Note: You can see my post on merge-sort implementations here.
3. Bucket sort
In this algorithm, we divide our dataset into ordered buckets, sort each bucket, and then concatenate the buckets to give us a fully sorted set. This can make for a very elegant solution, especially if we pick the right number of buckets, however just like with quick-sort, picking the wrong number of buckets can slow things down significantly.
It’s also worth mentioning that once we’ve split our data into buckets, we still have to sort each bucket. This may be done with a recursive bucket sort, or we may combine bucket sort with another algorithm (common implementations seem to involve combining bucket and insertion sorts).
Bucket sorts can be fast if we pick the right number of buckets, and are also very easy to understand and implement. In addition, they are a stable sorting method.
Bucket sorts have a typical time complexity of O(n + k) (where k is the number of buckets), but a worst case of O(n²). The space complexity if O(n*k) in the worst case.
Note: GeeksforGeeks does a great 3 minute video on bucket sort here.
4. Bubble sort
In this sorting algorithm, we are simply comparing values with their immediate neighbours. The way we do this is that we loop through the dataset, and we compare the value at i
with the value at i + 1
. If i
is higher, than we swap the two values and increment i
. After the first run, we will have identified the biggest value in the data, and moved it all the way to the right.
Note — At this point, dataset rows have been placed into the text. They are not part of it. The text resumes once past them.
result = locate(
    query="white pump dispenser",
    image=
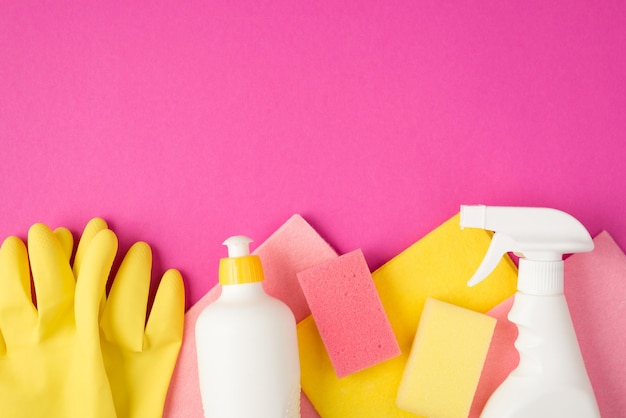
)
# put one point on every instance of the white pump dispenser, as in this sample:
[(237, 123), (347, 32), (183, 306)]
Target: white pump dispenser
[(550, 380), (247, 345)]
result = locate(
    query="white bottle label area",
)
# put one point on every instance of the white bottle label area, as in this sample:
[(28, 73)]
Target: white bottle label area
[(248, 359)]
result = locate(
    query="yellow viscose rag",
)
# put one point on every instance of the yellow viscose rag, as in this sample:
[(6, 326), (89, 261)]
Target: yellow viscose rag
[(438, 266)]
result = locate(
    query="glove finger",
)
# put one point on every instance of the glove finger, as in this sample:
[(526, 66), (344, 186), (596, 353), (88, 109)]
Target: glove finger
[(18, 316), (165, 325), (124, 316), (91, 283), (91, 230), (53, 279), (66, 239)]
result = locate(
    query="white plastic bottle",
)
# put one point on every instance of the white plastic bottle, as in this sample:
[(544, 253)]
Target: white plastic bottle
[(550, 380), (247, 345)]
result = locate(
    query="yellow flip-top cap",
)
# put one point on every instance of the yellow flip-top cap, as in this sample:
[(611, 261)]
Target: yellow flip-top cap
[(239, 270)]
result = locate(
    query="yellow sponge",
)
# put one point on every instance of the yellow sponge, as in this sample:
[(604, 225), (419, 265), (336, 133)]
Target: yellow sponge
[(448, 354), (436, 266)]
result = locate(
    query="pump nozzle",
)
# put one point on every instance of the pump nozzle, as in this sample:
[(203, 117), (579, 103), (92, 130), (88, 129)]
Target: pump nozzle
[(240, 267), (238, 246), (537, 234)]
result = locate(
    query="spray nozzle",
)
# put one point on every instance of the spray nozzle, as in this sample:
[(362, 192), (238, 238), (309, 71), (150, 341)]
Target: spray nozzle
[(238, 246), (534, 234)]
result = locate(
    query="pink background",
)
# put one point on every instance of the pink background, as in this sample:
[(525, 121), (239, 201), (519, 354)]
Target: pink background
[(182, 123)]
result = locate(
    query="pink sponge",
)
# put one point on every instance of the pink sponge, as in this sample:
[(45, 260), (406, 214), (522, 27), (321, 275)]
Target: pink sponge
[(348, 313)]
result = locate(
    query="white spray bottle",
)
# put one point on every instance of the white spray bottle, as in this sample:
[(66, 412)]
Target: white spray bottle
[(550, 380), (247, 345)]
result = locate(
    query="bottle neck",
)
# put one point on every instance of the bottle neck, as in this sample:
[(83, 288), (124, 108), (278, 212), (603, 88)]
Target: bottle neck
[(242, 290), (540, 277)]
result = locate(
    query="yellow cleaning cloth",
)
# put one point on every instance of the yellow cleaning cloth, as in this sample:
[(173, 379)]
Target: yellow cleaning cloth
[(446, 360), (437, 266)]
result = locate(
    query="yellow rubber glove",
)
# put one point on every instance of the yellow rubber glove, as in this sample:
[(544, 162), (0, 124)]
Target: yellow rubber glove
[(139, 357), (51, 363)]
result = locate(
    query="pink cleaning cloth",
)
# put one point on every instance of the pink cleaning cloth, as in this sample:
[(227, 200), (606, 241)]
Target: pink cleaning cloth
[(595, 288), (349, 314), (293, 247)]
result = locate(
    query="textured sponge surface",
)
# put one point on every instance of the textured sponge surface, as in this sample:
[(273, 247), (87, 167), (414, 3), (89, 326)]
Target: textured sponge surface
[(349, 314), (446, 360), (436, 266)]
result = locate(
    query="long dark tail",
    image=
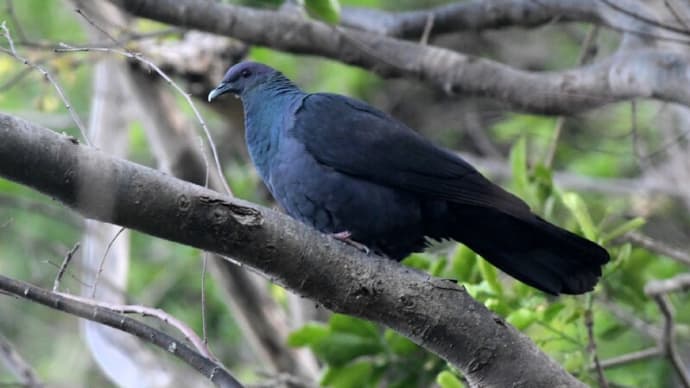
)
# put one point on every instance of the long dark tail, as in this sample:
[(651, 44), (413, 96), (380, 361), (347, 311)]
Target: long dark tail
[(530, 249)]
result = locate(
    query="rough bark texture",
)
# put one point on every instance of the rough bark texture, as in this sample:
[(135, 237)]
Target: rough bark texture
[(437, 314), (643, 73)]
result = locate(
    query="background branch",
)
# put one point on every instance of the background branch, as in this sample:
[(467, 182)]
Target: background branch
[(436, 314), (643, 73), (211, 370)]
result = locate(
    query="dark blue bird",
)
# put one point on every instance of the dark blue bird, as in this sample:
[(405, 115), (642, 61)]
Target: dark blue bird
[(348, 169)]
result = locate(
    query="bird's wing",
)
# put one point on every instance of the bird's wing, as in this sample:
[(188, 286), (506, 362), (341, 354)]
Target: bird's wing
[(359, 140)]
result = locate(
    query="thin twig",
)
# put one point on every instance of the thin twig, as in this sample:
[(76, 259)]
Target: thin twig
[(145, 311), (586, 54), (639, 355), (642, 160), (63, 266), (658, 247), (138, 57), (97, 27), (57, 301), (13, 52), (427, 29), (204, 265), (668, 343), (645, 19), (9, 8), (101, 264), (592, 345)]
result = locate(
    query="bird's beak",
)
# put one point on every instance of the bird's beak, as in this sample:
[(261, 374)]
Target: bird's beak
[(224, 87)]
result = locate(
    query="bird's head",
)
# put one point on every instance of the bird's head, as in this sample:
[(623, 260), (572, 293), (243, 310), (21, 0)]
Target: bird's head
[(241, 78)]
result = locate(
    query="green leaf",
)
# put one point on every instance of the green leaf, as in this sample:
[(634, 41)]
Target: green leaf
[(326, 10), (577, 206), (309, 334), (347, 324), (518, 163), (631, 225), (353, 375), (490, 274), (446, 379), (521, 318)]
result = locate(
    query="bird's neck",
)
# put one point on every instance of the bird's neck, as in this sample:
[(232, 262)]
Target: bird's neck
[(268, 110)]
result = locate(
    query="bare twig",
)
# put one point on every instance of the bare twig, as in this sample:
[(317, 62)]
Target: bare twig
[(631, 357), (9, 8), (13, 53), (648, 72), (109, 317), (145, 311), (204, 265), (658, 247), (101, 264), (592, 345), (668, 342), (586, 53), (63, 266), (162, 74), (646, 19), (15, 363), (638, 150), (427, 30)]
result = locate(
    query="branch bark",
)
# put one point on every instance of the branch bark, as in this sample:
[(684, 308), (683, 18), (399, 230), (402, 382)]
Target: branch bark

Now on the next run, we will identify the second biggest value, and can ignore the already correctly placed value at the end of the array.
Bubble sort is an easy and intuitive algorithm to implement. It performs the sort in-place, and is stable.
In terms of complexity, the worst case for time is O(n²), however the space complexity is a wonderful O(1).
Note: Michael Sambol does a great 2 minute video on bubble sort here.
5. Insertion sort
Much like with bubble sort, insertion sort loops through the values of an array, but this time it compares it with the number to its left. If the left-hand number is lower, then those two values are sorted (for now), and we move onto the next one. Once we find a value that is not lower than the one to its left, we loop through the values on its left until we can find (and place it in) its correct position.
Insertion sort is once again a very easy algorithm to implement, and is also a stable one.
For complexity, insertion sort has a worst-case time complexity of O(n²) (where the original data was presented in descending order and thus every value has to be swapped), but has a space complexity of O(1).
Note: Michael Sambol does a great 2 minute video on insertion sort here.
And beyond
There are a huge number of additional sorting algorithms out there, and I hope to add more to this article in the future.